Cumberland Island is a place unlike any other; it is completely uninhabited. Armadillos roam freely across walking trails, feral horses gallop on the beach, and birds flit across the untarnished sky. It is a place of serenity, practically untouched by humans.
During Christmas break of 2009, my family experienced Cumberland Island for the first time. We stayed in a quaint hotel in Saint Mary’s, Georgia, called the Riverview Hotel and in the morning, we hopped onto a ferry to the most natural and beautiful Barrier Island. Everyone on the ferry had huge backpacks and duffels because everything that you pack in must be taken with you when you leave; there are no trash cans on the island. The larger the bag meant the longer the stay, so since my family was only going for the day we luckily did not have much baggage.
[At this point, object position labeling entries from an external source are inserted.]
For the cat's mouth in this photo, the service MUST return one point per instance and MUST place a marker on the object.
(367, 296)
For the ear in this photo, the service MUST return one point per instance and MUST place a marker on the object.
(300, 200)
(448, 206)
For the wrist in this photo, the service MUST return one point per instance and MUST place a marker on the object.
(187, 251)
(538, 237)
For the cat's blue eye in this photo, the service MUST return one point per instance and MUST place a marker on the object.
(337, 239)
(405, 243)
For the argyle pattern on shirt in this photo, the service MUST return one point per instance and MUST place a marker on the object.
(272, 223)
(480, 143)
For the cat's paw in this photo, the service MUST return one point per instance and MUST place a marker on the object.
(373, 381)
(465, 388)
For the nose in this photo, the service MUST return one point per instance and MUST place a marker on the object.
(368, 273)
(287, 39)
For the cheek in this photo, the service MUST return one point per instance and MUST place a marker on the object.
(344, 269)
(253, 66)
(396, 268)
Once off the ferry, we contemplated renting bikes, but eventually decided to go on foot. Once we got away from the dock, we only saw three or four other families the rest of the day. It was like we had the whole island to ourselves. The first animal we saw was an adorable armadillo, and my sister and I named him Kevin (like the bird from Up). By the end of the day we had seen so many armadillos that we had gone through all of the Up characters.
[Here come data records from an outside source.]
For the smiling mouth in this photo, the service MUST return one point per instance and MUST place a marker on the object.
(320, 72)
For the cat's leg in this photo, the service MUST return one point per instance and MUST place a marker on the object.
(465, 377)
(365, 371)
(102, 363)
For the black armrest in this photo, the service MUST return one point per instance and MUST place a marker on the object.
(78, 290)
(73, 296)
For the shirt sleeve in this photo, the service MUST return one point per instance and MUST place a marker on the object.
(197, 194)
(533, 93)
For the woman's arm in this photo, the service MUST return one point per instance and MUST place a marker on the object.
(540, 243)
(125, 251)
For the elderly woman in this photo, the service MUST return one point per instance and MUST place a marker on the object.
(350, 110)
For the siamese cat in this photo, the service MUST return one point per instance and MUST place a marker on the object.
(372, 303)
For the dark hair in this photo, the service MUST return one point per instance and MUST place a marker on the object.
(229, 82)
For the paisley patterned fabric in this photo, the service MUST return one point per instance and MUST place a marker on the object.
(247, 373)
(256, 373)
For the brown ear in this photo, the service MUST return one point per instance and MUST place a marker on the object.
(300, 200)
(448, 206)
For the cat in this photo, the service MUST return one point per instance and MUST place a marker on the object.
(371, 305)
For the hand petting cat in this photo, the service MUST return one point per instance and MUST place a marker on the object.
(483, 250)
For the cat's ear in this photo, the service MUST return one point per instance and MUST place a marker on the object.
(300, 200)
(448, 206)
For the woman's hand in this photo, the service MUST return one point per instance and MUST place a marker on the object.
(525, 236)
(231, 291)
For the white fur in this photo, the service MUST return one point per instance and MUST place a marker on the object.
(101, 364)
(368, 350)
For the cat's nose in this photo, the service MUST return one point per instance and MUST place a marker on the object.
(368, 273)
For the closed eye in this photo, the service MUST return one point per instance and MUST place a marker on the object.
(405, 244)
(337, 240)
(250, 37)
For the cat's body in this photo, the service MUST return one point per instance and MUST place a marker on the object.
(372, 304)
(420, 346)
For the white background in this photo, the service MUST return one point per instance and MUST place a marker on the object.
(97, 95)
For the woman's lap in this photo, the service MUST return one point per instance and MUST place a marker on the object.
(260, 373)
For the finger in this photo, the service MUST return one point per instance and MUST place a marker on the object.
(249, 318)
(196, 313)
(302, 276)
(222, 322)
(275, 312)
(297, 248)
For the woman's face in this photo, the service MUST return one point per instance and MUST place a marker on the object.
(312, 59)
The trails were some of the most natural and beautiful trails I had ever seen. Twisted tree limbs twisted overhead and foliage crept across the path. It felt as if we were in a prehistoric forest, and I half expected to see a dinosaur around each corner. Unfortunately, the closest thing to a dinosaur we saw were the armored armadillos.
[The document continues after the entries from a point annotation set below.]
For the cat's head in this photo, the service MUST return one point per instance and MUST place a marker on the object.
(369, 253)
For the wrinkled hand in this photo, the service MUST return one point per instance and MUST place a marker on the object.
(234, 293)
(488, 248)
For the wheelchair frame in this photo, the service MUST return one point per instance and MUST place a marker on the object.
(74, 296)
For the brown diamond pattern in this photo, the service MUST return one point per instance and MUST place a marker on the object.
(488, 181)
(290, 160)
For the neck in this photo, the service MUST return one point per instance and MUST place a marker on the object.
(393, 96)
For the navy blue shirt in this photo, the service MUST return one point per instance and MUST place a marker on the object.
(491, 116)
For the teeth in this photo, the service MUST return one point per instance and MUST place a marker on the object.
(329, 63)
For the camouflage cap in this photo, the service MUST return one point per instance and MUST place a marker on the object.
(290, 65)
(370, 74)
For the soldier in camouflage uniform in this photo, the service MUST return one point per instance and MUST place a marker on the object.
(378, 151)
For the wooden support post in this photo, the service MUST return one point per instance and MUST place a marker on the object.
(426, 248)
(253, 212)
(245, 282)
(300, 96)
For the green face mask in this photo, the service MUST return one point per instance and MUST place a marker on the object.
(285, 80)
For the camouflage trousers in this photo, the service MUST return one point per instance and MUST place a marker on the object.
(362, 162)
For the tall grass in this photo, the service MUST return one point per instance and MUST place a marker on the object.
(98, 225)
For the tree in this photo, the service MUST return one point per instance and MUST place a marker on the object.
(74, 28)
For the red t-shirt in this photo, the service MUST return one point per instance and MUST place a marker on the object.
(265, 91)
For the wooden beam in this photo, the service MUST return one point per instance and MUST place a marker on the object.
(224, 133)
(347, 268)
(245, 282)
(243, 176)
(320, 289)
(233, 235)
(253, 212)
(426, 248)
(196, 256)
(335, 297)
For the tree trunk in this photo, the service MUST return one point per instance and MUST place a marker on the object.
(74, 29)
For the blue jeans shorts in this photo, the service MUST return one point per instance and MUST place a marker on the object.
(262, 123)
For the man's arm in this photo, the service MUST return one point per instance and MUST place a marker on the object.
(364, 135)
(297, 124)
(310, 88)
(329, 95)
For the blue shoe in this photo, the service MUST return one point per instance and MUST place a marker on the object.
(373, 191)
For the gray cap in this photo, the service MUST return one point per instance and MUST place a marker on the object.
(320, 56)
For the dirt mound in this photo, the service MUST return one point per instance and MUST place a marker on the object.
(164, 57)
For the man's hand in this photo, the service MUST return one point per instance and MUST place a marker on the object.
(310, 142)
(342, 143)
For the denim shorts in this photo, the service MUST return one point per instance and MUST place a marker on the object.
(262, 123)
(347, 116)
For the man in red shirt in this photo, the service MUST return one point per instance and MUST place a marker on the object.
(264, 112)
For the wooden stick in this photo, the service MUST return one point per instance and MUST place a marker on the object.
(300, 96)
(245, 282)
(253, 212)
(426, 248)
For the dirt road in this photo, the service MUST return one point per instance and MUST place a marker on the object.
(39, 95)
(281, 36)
After strolling for who knows how long (time seemed obsolete while on the island), we finally reached the beach. There were hoof prints on the sand, and huge horseshoe crab skeletons scattered the beach. The best find though was a dolphin vertebra. We only saw one other person on the beach even though we were probably there for two hours.
Next came lunch where we had what I still consider one of the best sandwiches I have ever eaten. It was just ham and cheese, but the fresh air and exercise made it taste ten times better. Once we were refueled, we headed over to the ruins. The Carnegie family used to have a beautiful mansion on the island, but now all that is left are stone pillars.
A little bit away from the ruins was where we first laid eyes on the famous Cumberland wild horses. I could see the ribs on one, and I had to fight back the urge to feed it. I also saw a beautiful pregnant horse with glossy brown hair; she was the epitome of a glowing expectant mother. I could have watched the horses all day, but unfortunately we had to get back to the ferry in order to evade being stranded on the island for the night.
As we stood on the extremely windy dock, we were all sad to be leaving. The peacefulness was such a stark contrast with other places we had visited, and we did not want to depart. The forty-five minute ferry ride back was crowded and loud, and my sister and I added to that noise by singing “Wild Horses” by the Rolling Stones in the hope of someday returning to the ethereal place called Cumberland Island.